YOUR SOLIN GENERATED RECIPE
Seared Salmon with Roasted Sweet Potatoes and Asparagus
Pan-seared wild salmon paired with oven-roasted sweet potato cubes and tender asparagus, finished with a squeeze of lemon for a bright, zesty finish.
INGREDIENTS
7.4 oz Wild Atlantic Salmon Fillet
120g Sweet Potato, cubed
100g Asparagus spears, trimmed
1 tsp Avocado Oil
1 Lemon wedge
Pinch of Sea Salt and Black Pepper
PREPARATION
Preheat your oven to 400°F (200°C) and line a baking sheet with parchment paper.
Toss the cubed sweet potatoes with half of the avocado oil and a pinch of sea salt, then spread them in a single layer on the baking sheet.
Roast the sweet potatoes for 15 minutes.
Remove the tray from the oven, add the asparagus spears, drizzle with a tiny bit of water or remaining oil spray if needed, and roast for another 10-12 minutes until the potatoes are tender.
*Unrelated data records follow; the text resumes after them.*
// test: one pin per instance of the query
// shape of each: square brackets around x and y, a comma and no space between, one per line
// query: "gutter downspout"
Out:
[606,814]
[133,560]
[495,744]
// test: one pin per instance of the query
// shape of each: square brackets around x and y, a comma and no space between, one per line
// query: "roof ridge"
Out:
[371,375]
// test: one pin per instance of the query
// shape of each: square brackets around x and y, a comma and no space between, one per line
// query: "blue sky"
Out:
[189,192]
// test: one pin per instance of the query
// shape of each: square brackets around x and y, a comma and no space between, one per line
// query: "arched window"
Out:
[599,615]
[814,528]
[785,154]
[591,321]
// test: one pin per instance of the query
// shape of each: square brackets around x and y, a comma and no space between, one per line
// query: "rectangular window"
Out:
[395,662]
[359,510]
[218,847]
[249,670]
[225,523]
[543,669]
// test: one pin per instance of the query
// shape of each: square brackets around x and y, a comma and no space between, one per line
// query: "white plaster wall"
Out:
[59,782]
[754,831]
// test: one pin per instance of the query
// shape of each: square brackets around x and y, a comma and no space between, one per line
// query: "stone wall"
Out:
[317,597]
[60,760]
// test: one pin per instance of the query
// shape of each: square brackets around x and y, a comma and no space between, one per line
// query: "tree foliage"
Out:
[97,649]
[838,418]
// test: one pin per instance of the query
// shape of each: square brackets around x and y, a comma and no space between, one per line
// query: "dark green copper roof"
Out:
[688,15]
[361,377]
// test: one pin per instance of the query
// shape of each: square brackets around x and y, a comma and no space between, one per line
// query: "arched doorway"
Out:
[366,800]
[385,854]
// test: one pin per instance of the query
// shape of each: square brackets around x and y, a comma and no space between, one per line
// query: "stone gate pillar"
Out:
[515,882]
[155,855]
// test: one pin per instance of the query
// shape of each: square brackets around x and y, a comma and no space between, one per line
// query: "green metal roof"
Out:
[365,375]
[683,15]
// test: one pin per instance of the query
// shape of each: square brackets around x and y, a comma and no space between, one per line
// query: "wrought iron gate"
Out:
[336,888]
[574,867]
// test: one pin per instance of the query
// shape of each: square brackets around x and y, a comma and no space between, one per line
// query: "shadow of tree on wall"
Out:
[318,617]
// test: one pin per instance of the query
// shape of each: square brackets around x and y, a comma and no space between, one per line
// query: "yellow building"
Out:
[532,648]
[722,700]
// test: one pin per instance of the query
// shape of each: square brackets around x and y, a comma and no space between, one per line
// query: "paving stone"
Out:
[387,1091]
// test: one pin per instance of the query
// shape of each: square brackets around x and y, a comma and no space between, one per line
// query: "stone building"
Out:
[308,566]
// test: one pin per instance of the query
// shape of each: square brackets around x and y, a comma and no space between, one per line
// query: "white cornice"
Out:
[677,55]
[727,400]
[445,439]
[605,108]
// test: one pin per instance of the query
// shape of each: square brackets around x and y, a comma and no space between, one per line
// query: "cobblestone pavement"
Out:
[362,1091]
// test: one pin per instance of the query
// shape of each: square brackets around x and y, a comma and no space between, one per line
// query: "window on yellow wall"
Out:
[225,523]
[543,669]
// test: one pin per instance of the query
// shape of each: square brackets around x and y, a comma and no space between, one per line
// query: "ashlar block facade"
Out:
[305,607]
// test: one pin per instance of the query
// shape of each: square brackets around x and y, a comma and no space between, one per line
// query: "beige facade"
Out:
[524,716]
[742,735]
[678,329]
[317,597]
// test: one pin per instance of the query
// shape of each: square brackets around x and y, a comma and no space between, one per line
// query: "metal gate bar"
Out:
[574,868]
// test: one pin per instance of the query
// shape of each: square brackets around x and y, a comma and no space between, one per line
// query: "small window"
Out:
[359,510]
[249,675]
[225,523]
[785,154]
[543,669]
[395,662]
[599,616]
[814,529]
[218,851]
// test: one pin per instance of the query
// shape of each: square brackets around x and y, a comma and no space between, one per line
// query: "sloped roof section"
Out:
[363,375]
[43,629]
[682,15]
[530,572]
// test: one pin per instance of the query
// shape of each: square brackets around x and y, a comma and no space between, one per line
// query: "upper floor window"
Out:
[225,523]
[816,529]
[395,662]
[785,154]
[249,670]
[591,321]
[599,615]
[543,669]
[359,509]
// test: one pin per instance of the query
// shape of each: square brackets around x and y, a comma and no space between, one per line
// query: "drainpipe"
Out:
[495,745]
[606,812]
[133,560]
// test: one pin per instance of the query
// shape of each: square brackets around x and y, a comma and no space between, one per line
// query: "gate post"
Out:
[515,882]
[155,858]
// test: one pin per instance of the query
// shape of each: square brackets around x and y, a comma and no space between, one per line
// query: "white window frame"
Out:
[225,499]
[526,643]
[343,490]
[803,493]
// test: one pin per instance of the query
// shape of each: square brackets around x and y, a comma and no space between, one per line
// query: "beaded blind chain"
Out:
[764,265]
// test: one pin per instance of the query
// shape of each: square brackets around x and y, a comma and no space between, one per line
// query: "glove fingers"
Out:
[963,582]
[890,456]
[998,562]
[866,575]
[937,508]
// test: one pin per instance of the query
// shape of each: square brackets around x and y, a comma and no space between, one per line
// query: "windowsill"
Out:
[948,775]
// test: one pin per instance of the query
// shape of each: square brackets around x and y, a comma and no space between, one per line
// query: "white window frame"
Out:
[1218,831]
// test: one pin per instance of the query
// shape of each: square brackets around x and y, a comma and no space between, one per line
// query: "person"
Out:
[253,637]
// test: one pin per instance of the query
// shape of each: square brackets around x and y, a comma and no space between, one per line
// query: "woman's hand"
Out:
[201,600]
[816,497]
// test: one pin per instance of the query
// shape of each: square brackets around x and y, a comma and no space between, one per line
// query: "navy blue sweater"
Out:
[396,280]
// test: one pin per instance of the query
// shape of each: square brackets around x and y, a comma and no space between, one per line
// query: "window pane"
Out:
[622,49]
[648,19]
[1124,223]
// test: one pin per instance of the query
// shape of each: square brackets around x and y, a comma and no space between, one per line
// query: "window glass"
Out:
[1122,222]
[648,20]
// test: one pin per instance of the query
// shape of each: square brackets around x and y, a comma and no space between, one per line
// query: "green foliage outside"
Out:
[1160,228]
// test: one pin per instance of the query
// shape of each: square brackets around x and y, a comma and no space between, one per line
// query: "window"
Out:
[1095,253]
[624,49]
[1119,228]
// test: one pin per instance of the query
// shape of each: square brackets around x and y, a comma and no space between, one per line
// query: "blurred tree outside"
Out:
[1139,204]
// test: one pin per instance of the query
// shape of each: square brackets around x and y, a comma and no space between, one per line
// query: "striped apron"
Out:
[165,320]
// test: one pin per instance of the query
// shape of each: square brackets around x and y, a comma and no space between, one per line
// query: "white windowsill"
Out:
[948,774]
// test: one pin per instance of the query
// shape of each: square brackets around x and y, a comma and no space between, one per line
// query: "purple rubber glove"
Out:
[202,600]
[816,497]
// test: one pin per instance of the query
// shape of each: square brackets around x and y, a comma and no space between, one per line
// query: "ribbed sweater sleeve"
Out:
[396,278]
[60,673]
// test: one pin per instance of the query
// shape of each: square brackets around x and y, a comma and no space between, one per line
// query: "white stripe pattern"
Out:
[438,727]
While the vegetables roast, season the salmon fillet with sea salt and black pepper.
Heat the remaining avocado oil in a non-stick or cast-iron skillet over medium-high heat.
Place the salmon in the pan skin-side up and sear for 4-5 minutes until a golden crust forms.
Flip the salmon and cook for another 3-4 minutes until cooked through to your preference.
Plate the seared salmon alongside the roasted sweet potatoes and asparagus.
Finish the dish with a fresh squeeze of lemon juice over the salmon and greens.